Kevin Fletcher uses suspended animation seen through an abstracted lens to create a tense, heavy feeling of pause before a storm in “Holding Station - Strange Cargo.” A collection of rigid shapes floats in a dark abyss, perhaps awaiting an unknown destination; or perhaps tossed into the air like so much calamitous confetti. The composition is pregnant with anticipation, or the quiet moment before the strike of disaster.
Fletcher’s abstract works allow for interpretation in their stark, unfettered complexity. He refuses to direct the viewer’s gaze to a conclusion, and in doing so, his works allow for wonder time and time again.

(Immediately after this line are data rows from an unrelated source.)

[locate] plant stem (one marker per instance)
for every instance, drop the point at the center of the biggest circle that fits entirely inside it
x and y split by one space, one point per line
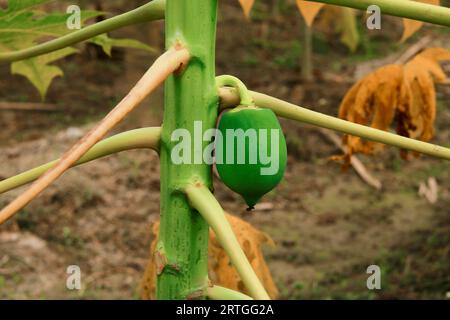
190 96
401 8
134 139
167 63
153 10
306 59
229 98
201 198
221 293
227 80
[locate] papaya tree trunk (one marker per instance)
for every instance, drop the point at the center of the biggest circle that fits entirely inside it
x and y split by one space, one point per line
191 95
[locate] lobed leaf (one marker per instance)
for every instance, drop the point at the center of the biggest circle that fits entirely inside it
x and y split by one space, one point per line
23 26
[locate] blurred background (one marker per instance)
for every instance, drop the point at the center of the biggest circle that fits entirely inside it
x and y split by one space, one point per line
328 225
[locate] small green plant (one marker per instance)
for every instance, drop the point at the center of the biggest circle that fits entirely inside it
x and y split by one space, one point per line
192 94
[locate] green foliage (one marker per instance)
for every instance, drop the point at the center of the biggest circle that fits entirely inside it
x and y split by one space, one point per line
22 26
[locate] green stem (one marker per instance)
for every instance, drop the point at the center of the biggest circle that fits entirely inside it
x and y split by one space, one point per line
227 80
133 139
153 10
189 96
221 293
401 8
201 198
291 111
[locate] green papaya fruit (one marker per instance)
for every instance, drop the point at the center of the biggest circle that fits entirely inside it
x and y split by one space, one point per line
251 152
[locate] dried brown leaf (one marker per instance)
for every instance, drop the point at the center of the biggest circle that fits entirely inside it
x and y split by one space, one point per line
221 271
402 92
417 110
372 101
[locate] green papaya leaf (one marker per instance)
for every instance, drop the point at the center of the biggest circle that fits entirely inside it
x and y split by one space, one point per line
23 25
38 71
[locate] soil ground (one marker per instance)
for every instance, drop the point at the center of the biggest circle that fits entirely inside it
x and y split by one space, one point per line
329 226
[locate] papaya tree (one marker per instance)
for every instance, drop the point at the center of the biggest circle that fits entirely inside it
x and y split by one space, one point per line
194 95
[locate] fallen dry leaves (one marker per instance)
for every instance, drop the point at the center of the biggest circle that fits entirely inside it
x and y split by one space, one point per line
221 271
404 93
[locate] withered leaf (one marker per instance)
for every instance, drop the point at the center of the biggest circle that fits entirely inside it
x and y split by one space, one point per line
221 271
405 93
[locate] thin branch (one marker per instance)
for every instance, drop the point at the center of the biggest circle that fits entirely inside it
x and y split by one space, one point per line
221 293
164 66
401 8
134 139
153 10
354 160
288 110
201 199
29 106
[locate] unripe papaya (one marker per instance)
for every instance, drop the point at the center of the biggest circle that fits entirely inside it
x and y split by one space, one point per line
251 152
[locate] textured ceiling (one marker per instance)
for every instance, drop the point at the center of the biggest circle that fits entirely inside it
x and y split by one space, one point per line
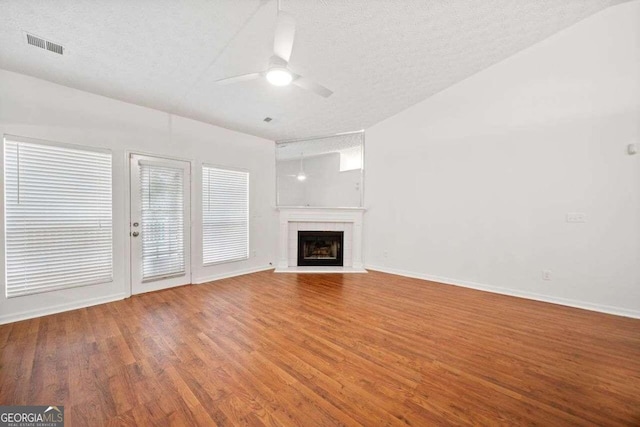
378 56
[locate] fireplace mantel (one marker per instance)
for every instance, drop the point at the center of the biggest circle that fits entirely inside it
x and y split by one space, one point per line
317 218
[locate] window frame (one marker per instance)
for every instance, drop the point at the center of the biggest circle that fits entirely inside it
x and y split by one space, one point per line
10 138
248 217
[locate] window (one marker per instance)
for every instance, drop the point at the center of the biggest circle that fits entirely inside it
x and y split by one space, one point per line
162 214
58 212
225 215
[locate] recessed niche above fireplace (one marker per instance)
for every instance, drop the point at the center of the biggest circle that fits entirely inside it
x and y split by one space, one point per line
320 248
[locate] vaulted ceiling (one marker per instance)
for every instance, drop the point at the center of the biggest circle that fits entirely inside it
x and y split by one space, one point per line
378 56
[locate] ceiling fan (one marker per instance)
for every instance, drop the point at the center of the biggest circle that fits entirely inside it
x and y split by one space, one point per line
278 72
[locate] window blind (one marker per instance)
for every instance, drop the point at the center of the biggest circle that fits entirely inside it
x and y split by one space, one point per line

In an October 13, 2007 review of Fletcher's monotypes at a San Francisco exhibition, San Francisco Chronicle reviewer Kenneth Baker made the following observations:
“North Bay artist Kevin Fletcher has verged on the topical now and then in his masterly monotypes, evoking industrial architecture - and thus, industrialism - in ruins…. Contemporary graphic art does not get any better. Fletcher can stand comparison with Giovanni Battista Piranesi (1720-1778), whose etchings of imaginary prison interiors they sometimes bring to mind. Fletcher has added monochrome tints to several of the new prints, enhancing their suggestions of smoky light.”